Miley let out a soft, genuine sigh, leaning her head back against the headboard. Her gaze drifted across the room, her eyes softening as a sudden, random memory seemed to touch her mind. "Hey... how is Max doing?"

I blinked, completely caught off guard by the question. "Max? He’s... he’s good. He was looking for you this morning, actually. He kept sitting by the door like he was waiting for you to walk through it."

A gentle, bittersweet chuckle escaped Miley’s throat, her eyes glistening with a soft, affectionate light. "Man... I love that little guy. Why didn't you bring him over, Angela? He would’ve killed the vibe in this dark-ass room."

I managed a soft laugh, my heart doing a quiet, painful flip at how beautiful she looked even in the center of her tragedy. "Miley, I couldn't just pack my cat into a duffel bag and bring him to a stranger’s apartment. Kelly would’ve lost her mind if she came back to cat hair on her sofa."

"Next time," Miley murmured, her voice dropping into a sleepy, heavy register as the weight of the day’s exhaustion finally caught up with her body. "Next time, you gotta bring him. Promise me."

"I promise," I whispered softly.

To keep the returning darkness at bay, I reached over and tapped the screen of her tablet, pulling up her Netflix app. "You want to watch something? Just to get your mind off the loop?"

"Yeah," she breathed, her eyelids drooping slightly. "See if they have the remaining episodes of The Order. We never finished that season."

I queued up the fantasy drama, the familiar, dramatic theme music filling the small bedroom with a low, comforting cadence.

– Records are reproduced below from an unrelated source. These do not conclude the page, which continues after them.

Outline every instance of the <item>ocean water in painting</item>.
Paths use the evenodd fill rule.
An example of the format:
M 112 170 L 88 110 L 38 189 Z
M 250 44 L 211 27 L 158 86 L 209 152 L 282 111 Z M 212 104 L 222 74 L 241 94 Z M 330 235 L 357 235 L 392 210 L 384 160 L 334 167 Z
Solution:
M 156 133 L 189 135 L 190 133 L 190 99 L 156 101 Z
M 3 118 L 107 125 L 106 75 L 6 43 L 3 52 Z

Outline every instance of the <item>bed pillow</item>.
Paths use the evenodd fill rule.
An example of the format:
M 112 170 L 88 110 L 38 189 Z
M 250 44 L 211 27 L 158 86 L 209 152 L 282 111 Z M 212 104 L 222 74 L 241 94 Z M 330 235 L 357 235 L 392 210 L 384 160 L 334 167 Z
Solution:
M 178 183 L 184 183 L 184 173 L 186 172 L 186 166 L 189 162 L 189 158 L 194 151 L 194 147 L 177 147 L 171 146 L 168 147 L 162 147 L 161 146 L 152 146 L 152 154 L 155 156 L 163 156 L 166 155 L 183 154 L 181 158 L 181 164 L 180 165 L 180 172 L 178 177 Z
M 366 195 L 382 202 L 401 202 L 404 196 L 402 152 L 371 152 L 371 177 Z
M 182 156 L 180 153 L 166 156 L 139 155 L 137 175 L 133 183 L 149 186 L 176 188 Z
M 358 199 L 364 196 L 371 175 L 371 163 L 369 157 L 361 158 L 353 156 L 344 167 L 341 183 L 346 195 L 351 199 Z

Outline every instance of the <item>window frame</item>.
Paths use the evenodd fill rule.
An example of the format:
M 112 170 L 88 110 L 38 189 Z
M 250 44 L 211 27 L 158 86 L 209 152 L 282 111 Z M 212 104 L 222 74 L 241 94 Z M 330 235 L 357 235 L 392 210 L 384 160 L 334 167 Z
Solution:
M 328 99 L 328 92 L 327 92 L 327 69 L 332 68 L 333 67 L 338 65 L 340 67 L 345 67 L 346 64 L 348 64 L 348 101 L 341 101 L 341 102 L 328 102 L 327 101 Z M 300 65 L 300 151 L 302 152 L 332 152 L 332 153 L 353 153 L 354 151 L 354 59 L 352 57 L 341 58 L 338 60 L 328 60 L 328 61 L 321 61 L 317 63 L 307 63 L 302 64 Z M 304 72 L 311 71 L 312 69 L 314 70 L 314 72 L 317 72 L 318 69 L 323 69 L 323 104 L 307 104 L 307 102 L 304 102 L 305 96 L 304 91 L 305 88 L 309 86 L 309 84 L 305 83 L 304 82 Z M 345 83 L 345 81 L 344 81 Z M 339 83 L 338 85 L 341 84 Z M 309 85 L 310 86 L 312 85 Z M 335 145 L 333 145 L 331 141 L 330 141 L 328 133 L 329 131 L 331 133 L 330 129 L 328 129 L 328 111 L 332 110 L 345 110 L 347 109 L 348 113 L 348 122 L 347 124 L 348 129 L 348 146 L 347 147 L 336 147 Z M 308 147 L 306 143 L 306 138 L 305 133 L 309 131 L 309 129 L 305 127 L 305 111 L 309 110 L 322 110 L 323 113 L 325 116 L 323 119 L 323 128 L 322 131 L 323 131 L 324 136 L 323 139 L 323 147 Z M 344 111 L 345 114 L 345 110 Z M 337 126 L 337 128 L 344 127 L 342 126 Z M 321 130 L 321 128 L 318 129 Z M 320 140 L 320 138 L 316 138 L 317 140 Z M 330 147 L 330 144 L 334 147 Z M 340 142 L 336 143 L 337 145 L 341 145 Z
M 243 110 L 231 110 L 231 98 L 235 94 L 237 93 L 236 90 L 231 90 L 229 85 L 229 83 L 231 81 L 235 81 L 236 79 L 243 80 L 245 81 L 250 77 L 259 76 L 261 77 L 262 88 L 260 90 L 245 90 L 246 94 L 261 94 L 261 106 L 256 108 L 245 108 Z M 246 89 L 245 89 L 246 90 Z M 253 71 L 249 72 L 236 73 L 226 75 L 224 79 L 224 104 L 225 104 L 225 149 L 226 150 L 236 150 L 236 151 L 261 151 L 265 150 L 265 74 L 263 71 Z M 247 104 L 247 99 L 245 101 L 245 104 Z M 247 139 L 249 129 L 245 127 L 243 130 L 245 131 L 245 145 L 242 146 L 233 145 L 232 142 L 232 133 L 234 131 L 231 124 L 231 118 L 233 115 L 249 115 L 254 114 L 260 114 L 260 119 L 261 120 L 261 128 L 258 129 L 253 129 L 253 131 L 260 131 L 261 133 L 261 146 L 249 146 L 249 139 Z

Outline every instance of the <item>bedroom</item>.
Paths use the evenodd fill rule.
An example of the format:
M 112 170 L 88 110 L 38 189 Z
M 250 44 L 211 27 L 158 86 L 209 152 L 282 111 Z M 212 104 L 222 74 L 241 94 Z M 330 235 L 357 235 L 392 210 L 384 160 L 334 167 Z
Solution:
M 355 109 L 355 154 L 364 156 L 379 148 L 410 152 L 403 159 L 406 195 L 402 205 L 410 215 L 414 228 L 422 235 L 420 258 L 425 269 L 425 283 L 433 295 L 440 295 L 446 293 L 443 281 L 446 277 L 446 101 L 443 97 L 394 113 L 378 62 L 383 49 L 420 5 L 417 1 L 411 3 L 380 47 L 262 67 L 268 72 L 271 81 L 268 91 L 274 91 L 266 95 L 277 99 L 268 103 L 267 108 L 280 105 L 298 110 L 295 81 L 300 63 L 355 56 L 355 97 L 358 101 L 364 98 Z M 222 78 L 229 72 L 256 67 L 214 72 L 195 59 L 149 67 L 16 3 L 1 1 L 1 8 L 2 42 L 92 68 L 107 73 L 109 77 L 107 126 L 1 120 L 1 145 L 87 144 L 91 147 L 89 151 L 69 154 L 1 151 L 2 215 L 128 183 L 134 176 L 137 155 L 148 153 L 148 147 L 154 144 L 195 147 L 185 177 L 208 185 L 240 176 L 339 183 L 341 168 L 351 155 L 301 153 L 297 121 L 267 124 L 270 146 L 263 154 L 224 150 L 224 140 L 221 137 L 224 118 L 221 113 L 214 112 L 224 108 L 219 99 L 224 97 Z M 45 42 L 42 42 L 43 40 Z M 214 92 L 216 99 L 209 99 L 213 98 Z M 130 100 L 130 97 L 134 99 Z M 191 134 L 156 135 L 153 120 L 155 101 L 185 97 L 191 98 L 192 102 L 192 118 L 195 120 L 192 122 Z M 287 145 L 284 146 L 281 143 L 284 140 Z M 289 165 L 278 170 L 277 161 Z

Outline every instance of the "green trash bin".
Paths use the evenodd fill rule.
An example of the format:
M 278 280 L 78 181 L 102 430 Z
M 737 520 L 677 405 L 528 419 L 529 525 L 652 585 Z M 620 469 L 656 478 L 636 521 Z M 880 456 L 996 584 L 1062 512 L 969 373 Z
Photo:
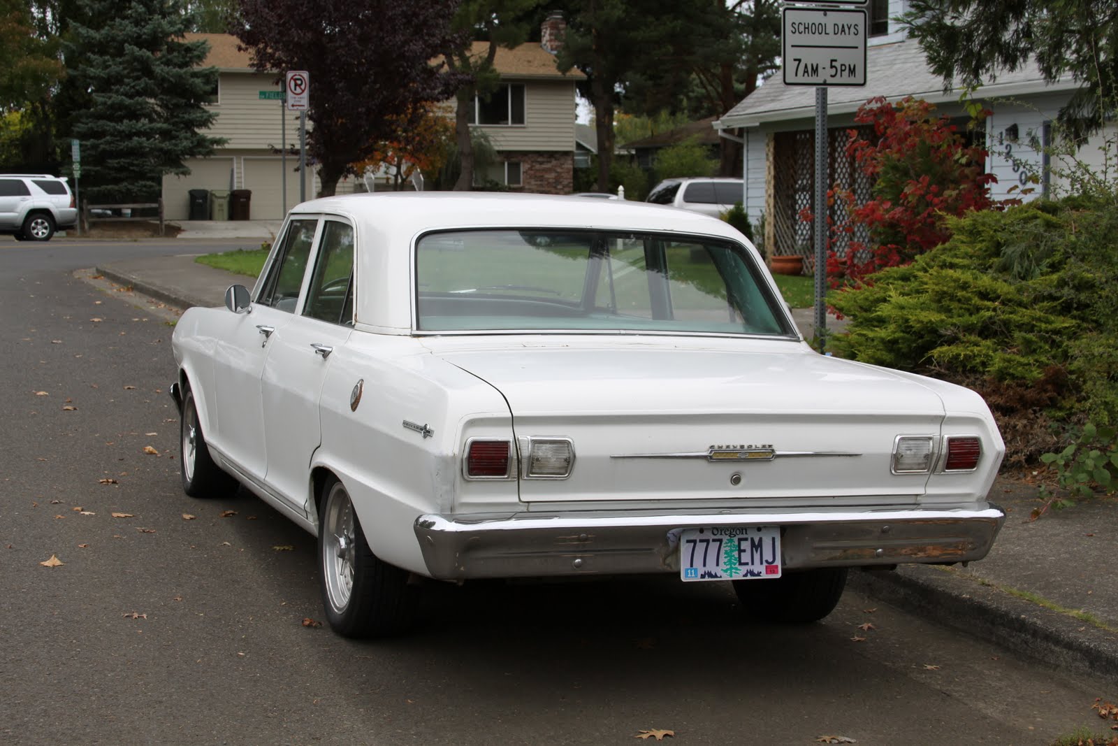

I moved the food tray to the floor, sliding back against the pillows so I was sitting right beside her.

As the episode played, the fictional world of magic and secret societies bounced across the walls of the dark room, a completely irrelevant distraction that was exactly what we needed.

Ten minutes into the show, Miley’s head began to tilt.

Her breathing slowed, turning into a deep, rhythmic pattern that indicated her brain had finally shut down from the sheer overload of trauma.

Slowly, effortlessly, her body leaned sideways, her head coming to rest gently right in the center of my lap. Her long box braids spilled across my jeans, a heavy, beautiful weight that anchored me to the mattress.

I froze, my breath catching in my throat as my heart began to pound against my ribs with a terrifying, overwhelming velocity.

I looked down at her face. In her sleep, the lines of terror and grief had smoothed out, leaving her looking fragile, innocent, and heartbreakingly beautiful under the silver light of the screen.

I reached down, my fingers trembling as I gently, slowly threaded them through the top of her braids, clearing a stray strand from her forehead.

I am falling for you, I thought, the realization echoing inside my soul with the force of an absolute, devastating certainty. I am falling for you so hard, Miley Palmer. It’s a straight-up emergency.

But as I looked at her, the memory of the horrific broadcast from last night rushed back into my mind.

Miley was broken. Her heart was a shattered ruin, haunted by the double ghosts of Alicia and Terra, terrified that her love was a weapon that destroyed anyone she let close.

If I told her how I felt—if I screamed my love out loud into this quiet room—the fear would drive her away forever.

She would see me as the next target of her imaginary curse.

I leaned my head back against the wall, my hand continuing its slow, rhythmic stroke through her hair as the television screen flickered in the dark.

I would keep my heart a complete, absolute secret.

I would wear the mask of the supportive friend, the quiet introvert who just happened to make good pasta, for as long as she needed me to.

I would hold her while she slept, because being the secret sanctuary for a broken Miley Palmer was infinitely better than walking through the world without her at all.